あさやけ法律事務所代表弁護士 松岡太一郎 氏

ゲスト:あさやけ法律事務所~明けない夜はないと信じて~代表弁護士 松岡太一郎


◆寄稿 コテコテの「街」の弁護士が経営学修士(MBA)になった「わけ」

 ときどき言われる。「弁護士でMBAって珍しいですよね?」

 そんなとき、私は逆に違和感を覚える。私の中では、首都大学東京・西村孝史先生のもと、MBAにおいて人事労務を専攻したことは、私の弁護士人生にとってとても自然な流れだったからだ。同じく極自然な流れで、日本人材マネジメント協会人事制度研究会にて、その主催者でMBA同期の岡田英之氏と研鑽を積み、同協会第33期人材マネジメント基礎講座を修了し、産業カウンセラーの資格もとり、今は精神保健福祉士国家試験受験資格取得のための専門学校に通い、最近企業の休職者も通う精神科病院のデイケアの実習をもって210時間の実務修習も修了し、故郷である文京区で事務所を構えて東京中小企業家同友会文京支部において副支部長をしている。

 その原点は私の中にある「この国の労使関係において『憎しみの螺旋(らせん)』を終わらせたい」という思いにある。

 私は「街」の弁護士だ。なんでもやってきたし、これからもそのつもりだ。そうしないと「ご飯」を食べていけないという現実もあるが、「なんでも」といってもそこには私がやりがいを感じるある程度の共通項がある。共通する部分で多いのは「人の心」と「人の心」のぶつかり合いへの対応だ。中には大きなわだかまりが存在したり、それぞれの憎しみが螺旋のように複雑に絡み合ってしまっていたりする場合もある。これに立ち向かう手段としてときには労働法を使い、民法を使い、家族法を使い、会社法を使いというだけの話で、法律は手段に過ぎず知識に過ぎないと思っている。誤解をおそれずに言うなら、解決できるなら、依頼人が事件にひと区切りつけて前へ進むきっかけになるなら、法律じゃなくてもいいのだ。現に法律ではなく、心理学・経営学が役に立つことも少なくない。しかし一番役立つのはこういった「知識」ではなく「知恵」だ。

 弁護士の扱う事件で「人の心」と「人の心」のぶつかり合いを伴うものにも、不動産をめぐるあれこれ、家事事件、消費者被害、貸金等いろんなものがあるが、その中で労働事件も多く扱ってきた。弁護士として初めのころは労働者側の事件が多かった。キャリアスタートが弁護士歴40年以上のボス1名、勤務弁護士2名の小規模だがネット広告の事務所だったので自然とそうなった。

 極めつけは労働者側に立って3年かけて従業員地位確認(解雇無効)請求訴訟において勝訴判決を勝ち取ったことだ。とても大変だったし勝訴判決を勝ち取った時には依頼者の方も喜んでくれたし、私にとっても良い経験となった。この案件も含めて労働者側で色々な労働事件を経験してきたが、その過程においてはこの社長さんとこの社員さんとの憎しみ合いをどうにかできないか?訴訟とか大事になる前になんとかならないか?それが実現できればこの国の働く環境はもっと魅力的なものになるのに…そもそも働く場は、経営者側、労働者側の方々関係なく、その「人」がその人らしく生き生きとできる場であってほしい。
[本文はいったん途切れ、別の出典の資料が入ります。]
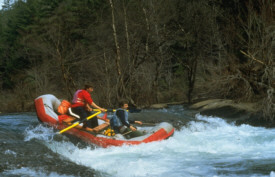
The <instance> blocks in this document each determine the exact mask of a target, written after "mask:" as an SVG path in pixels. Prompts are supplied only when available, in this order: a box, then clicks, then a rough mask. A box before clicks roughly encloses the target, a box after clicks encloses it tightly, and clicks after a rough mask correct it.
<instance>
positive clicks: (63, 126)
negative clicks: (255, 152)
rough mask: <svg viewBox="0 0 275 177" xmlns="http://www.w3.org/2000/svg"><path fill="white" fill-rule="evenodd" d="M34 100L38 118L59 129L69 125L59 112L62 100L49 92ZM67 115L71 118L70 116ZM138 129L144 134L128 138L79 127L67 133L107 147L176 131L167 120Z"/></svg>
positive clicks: (160, 137)
mask: <svg viewBox="0 0 275 177" xmlns="http://www.w3.org/2000/svg"><path fill="white" fill-rule="evenodd" d="M34 102H35V108H36V114H37V117H38V120H40V121H41V122H43V123H47V124H48V125H50V126H53V127H54V128H55V129H57V130H63V129H65V128H67V127H68V126H69V125H67V123H65V121H64V115H63V116H62V115H58V113H57V110H58V106H59V105H60V104H61V102H60V100H59V99H58V98H56V97H55V96H54V95H52V94H47V95H42V96H39V97H38V98H36V99H35V101H34ZM67 117H68V118H70V117H69V116H67ZM70 119H71V118H70ZM98 122H99V126H101V125H102V124H104V123H105V122H104V121H103V120H100V119H99V120H98ZM138 130H139V131H142V132H143V133H144V135H142V136H139V137H135V138H131V139H126V138H125V137H124V136H123V135H122V134H115V135H114V136H107V135H104V134H103V133H102V132H101V133H93V132H89V131H86V130H83V129H81V128H77V127H74V128H71V129H69V130H67V131H66V132H65V133H68V134H71V135H74V136H76V137H78V138H80V139H82V140H84V141H86V142H88V143H92V144H95V145H97V146H100V147H104V148H106V147H109V146H122V145H138V144H141V143H150V142H154V141H161V140H165V139H167V138H169V137H170V136H172V135H173V133H174V131H175V129H174V127H173V126H172V125H171V124H169V123H167V122H162V123H159V124H157V125H155V126H152V127H138ZM103 131H104V130H103Z"/></svg>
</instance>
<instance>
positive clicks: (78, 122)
mask: <svg viewBox="0 0 275 177" xmlns="http://www.w3.org/2000/svg"><path fill="white" fill-rule="evenodd" d="M100 113H101V111H100V110H99V111H97V112H96V113H94V114H93V115H90V116H89V117H87V118H85V119H83V120H80V121H77V122H75V123H74V124H73V125H71V126H69V127H67V128H64V129H63V130H61V131H60V132H59V134H61V133H64V132H65V131H67V130H70V129H71V128H74V127H76V126H77V125H79V124H81V123H83V122H85V121H87V120H90V119H91V118H93V117H95V116H97V115H98V114H100Z"/></svg>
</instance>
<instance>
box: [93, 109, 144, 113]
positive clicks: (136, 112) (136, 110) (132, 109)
mask: <svg viewBox="0 0 275 177" xmlns="http://www.w3.org/2000/svg"><path fill="white" fill-rule="evenodd" d="M93 110H94V111H99V109H93ZM106 111H107V112H115V111H116V109H106ZM127 111H128V112H130V113H138V112H140V111H141V109H136V108H132V109H127Z"/></svg>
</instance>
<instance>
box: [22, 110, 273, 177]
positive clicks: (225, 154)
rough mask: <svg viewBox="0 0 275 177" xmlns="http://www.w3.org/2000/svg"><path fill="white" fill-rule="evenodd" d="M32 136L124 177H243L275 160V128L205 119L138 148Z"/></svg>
mask: <svg viewBox="0 0 275 177" xmlns="http://www.w3.org/2000/svg"><path fill="white" fill-rule="evenodd" d="M47 131H48V132H47ZM27 132H29V133H27V134H26V136H27V137H26V138H25V139H28V140H29V139H32V138H38V139H41V140H44V141H45V145H46V146H47V147H48V148H49V149H51V150H52V151H53V152H56V153H58V154H60V155H61V156H63V157H65V158H67V159H68V160H70V161H72V162H74V163H76V164H79V165H83V166H86V167H88V168H92V169H95V170H97V171H100V172H103V173H104V174H105V173H107V174H108V175H110V176H119V177H124V176H125V177H126V176H127V177H130V176H141V177H142V176H150V177H154V176H156V177H159V176H160V177H162V176H163V177H166V176H171V177H177V176H220V174H219V173H218V172H217V171H219V170H221V171H224V173H225V174H224V175H222V176H231V175H233V176H234V175H235V176H237V175H236V174H235V172H236V171H245V170H247V171H249V169H247V168H249V166H242V165H238V164H240V163H245V162H246V161H250V160H254V161H259V163H260V162H261V161H266V160H267V161H268V160H270V159H275V149H274V147H275V137H274V134H275V129H266V128H261V127H252V126H249V125H241V126H236V125H234V124H233V123H227V122H226V121H224V120H223V119H220V118H217V117H206V116H201V115H196V120H195V121H191V122H189V124H188V125H187V126H184V127H182V128H181V130H178V131H176V132H175V134H174V136H173V137H171V138H169V139H168V140H164V141H161V142H153V143H148V144H141V145H138V146H122V147H110V148H106V149H104V148H96V149H94V148H92V147H89V146H88V147H85V148H79V147H77V146H76V145H74V144H73V143H71V142H70V141H55V140H52V139H51V141H49V139H50V138H49V137H51V134H52V133H53V132H52V131H51V130H50V129H48V128H47V130H43V127H42V130H40V131H39V130H36V129H35V128H34V129H32V130H29V131H27ZM31 132H32V133H34V134H38V135H33V134H32V133H31ZM43 136H46V137H48V138H45V139H43V138H42V137H43ZM226 172H227V174H226ZM243 176H251V175H243ZM252 176H263V175H257V174H253V175H252ZM270 176H271V177H273V176H274V172H273V171H272V172H271V173H270Z"/></svg>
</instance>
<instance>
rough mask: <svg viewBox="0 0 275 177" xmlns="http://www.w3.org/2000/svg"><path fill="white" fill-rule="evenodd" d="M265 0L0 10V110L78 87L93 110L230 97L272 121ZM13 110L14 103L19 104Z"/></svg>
mask: <svg viewBox="0 0 275 177" xmlns="http://www.w3.org/2000/svg"><path fill="white" fill-rule="evenodd" d="M274 9H275V3H274V1H273V0H235V1H232V0H193V1H189V0H173V1H171V0H146V1H136V0H81V1H80V0H24V1H23V0H18V1H16V2H14V3H12V4H11V3H10V1H9V0H5V4H4V6H3V7H2V10H1V11H0V77H1V80H0V88H1V96H0V100H1V104H0V106H1V108H0V111H1V110H2V111H24V110H28V109H29V107H28V105H27V103H28V102H33V100H34V99H35V98H36V97H37V96H39V95H41V94H47V93H51V94H54V95H56V96H57V97H59V98H66V99H71V97H72V94H73V93H74V92H75V91H76V89H78V88H82V87H83V84H84V83H86V82H89V83H92V84H93V85H94V87H95V91H94V94H93V98H94V99H95V100H96V102H97V103H98V104H99V105H103V106H105V107H112V106H115V105H116V103H117V100H118V99H119V98H127V99H128V100H130V101H131V104H133V105H143V106H144V105H149V104H152V103H159V102H168V101H169V102H171V101H184V102H189V103H191V102H194V101H195V100H198V99H204V98H228V99H233V100H236V101H246V102H257V103H258V104H259V108H260V110H262V111H263V114H264V115H265V117H266V118H268V119H271V120H272V119H273V118H274V117H275V91H274V87H275V67H274V66H275V64H274V52H275V41H274V37H275V21H274V19H275V15H274ZM17 105H20V106H17Z"/></svg>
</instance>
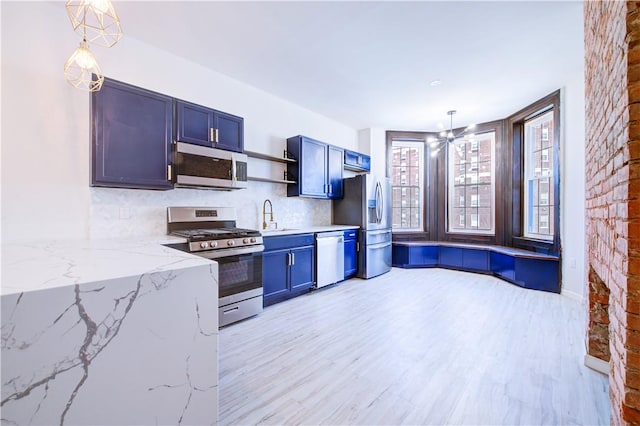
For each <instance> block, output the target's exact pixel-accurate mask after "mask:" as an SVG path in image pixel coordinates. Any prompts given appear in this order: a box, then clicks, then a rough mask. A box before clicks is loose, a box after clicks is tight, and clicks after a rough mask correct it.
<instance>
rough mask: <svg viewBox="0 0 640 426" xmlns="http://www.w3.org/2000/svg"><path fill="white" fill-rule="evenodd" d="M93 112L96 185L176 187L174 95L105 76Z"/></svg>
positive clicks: (91, 128) (157, 187)
mask: <svg viewBox="0 0 640 426" xmlns="http://www.w3.org/2000/svg"><path fill="white" fill-rule="evenodd" d="M91 111H92V123H91V139H92V141H91V142H92V156H91V157H92V158H91V162H92V164H91V185H92V186H106V187H120V188H137V189H172V188H173V184H172V182H171V176H170V166H171V140H172V135H173V99H172V98H171V97H169V96H165V95H162V94H160V93H156V92H152V91H149V90H146V89H142V88H139V87H136V86H132V85H129V84H126V83H122V82H119V81H116V80H112V79H108V78H105V80H104V83H103V85H102V89H101V90H99V91H97V92H93V93H92V95H91Z"/></svg>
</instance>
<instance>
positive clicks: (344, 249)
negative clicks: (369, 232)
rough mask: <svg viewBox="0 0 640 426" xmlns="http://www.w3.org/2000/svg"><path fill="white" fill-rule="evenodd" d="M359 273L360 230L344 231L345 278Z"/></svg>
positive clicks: (344, 274) (344, 258) (344, 266)
mask: <svg viewBox="0 0 640 426" xmlns="http://www.w3.org/2000/svg"><path fill="white" fill-rule="evenodd" d="M356 273H358V231H357V230H355V229H351V230H348V231H344V278H345V279H347V278H351V277H353V276H354V275H355V274H356Z"/></svg>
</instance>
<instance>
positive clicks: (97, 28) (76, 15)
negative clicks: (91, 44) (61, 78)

そのためにどうしたらいい?自問自答の日々だった。

 私が出した結論は、労働者側に立って1人1人の労働者のために戦う道も素晴らしいことだが、それよりも会社側経営者側に立った方が労使の憎しみ合いを組織的に根本的に終わらせられる可能性は高まるのではないかというものだった。司法修習時代の師匠弁護士の影響や弁護士登録以来、会社側労働弁護士が主軸となっている第一東京弁護士会労働法制委員会に所属し研鑽を積ませて頂いていた影響も大きいと思う。

 ではその目標に向けてどう動くか。そんなとき、一緒に労働実務の本を書いたことがある第一東京弁護士会労働法制委員会の素敵な「大人」な仲間が大学院に行くことを検討しているということを言っていたのをきっかけに、私は「大学院」について調べてみることにした。そして、どうやら経営学の組織論が労使関係を扱っているらしいということがわかってきた。法学の大学院よりも経営学の大学院の方が自分のイメージに合った。その結果、夜間土日開講の社会人大学院MBAにたどり着いた。当時はまだ弁護士3年目で上記の事務所で未だに勤務弁護士をしていた。私立へ行くお金はない。公立しかなかった。首都大MBA一本に絞った。

 何とか入学でき、1年目は経営学全般を満遍なく学び、やはり自分の目標に合うのは人事労務を含むヒューマンリソースマネジメントの分野だと確信し、これを専攻とすることにした。修士論文のテーマは「日本の派遣企業と派遣社員との間の心理的契約」。わが師・西村先生の愛情たっぷりの厳しいご指導のもと、現場、派遣企業の社長さんと派遣社員さんとに粘り強くインタビューを重ね、そこから仮説の検証をしていった。この経験を通じて、学問は決して実地を軽視していないことを実感としてもてた。学問の可能性と素晴らしさを体感できた。他方で学友である酸いも甘いも経験してきた素敵な「大人」な仲間たちとの心の交流が刺激的だった。みんな忙しかった。ひとには言えないつらいこともいっぱいあったはずだ。でもみんな生き生きしていた。だから私も志を貫けた。

 MBAを通じて私の目指す「理想的な労使関係」がおぼろげながらみえてきた気がした。確実にわかったのは、絶対解はないが経営者と社員との関係は「人」と「人」との関係であって、そこには(「必ず」といいたいところだが…)個別具体的になってもなにかしらの個別具体的な解決策があるだろうということだ。あとはそれをどこまで抽象化できるかだとも考えている。そこから心理学への興味があらためて湧いた。もともと経営学は心理学と経済学を取り入れた面があった。そこでMBA修了後は日本人材マネジメント協会や東京中小企業家同友会等を通じて経営学の視点で人事労務を研究し、他方で産業カウンセラー等心理学を実践で使用している資格を目指すことで「人」を学問的にも学ぼうと思った。そこでまた、素敵な「大人」な仲間たちとの素敵な出会いがあった。

 そして今、私は未だに「旅」の途中だ。もう数年、月1回労働法学者の先生方と労働判例の研究をしているので「法学」やってみたい!という衝動もあるが、人生の時間は有限だと自分に言い聞かせている。

 こうして人事労務を通して「人」を学んでいると、実は家事事件等他の事件でも応用できてしまうので仕事にも役立っている・・・ということにしておく。

 これからも「人」と「人」という基本的な視点を軸として,理想的な労使関係を追及していきたい。でもその一番の目的は素敵な「大人」な仲間たちとの素敵な出会いなのかもしれない。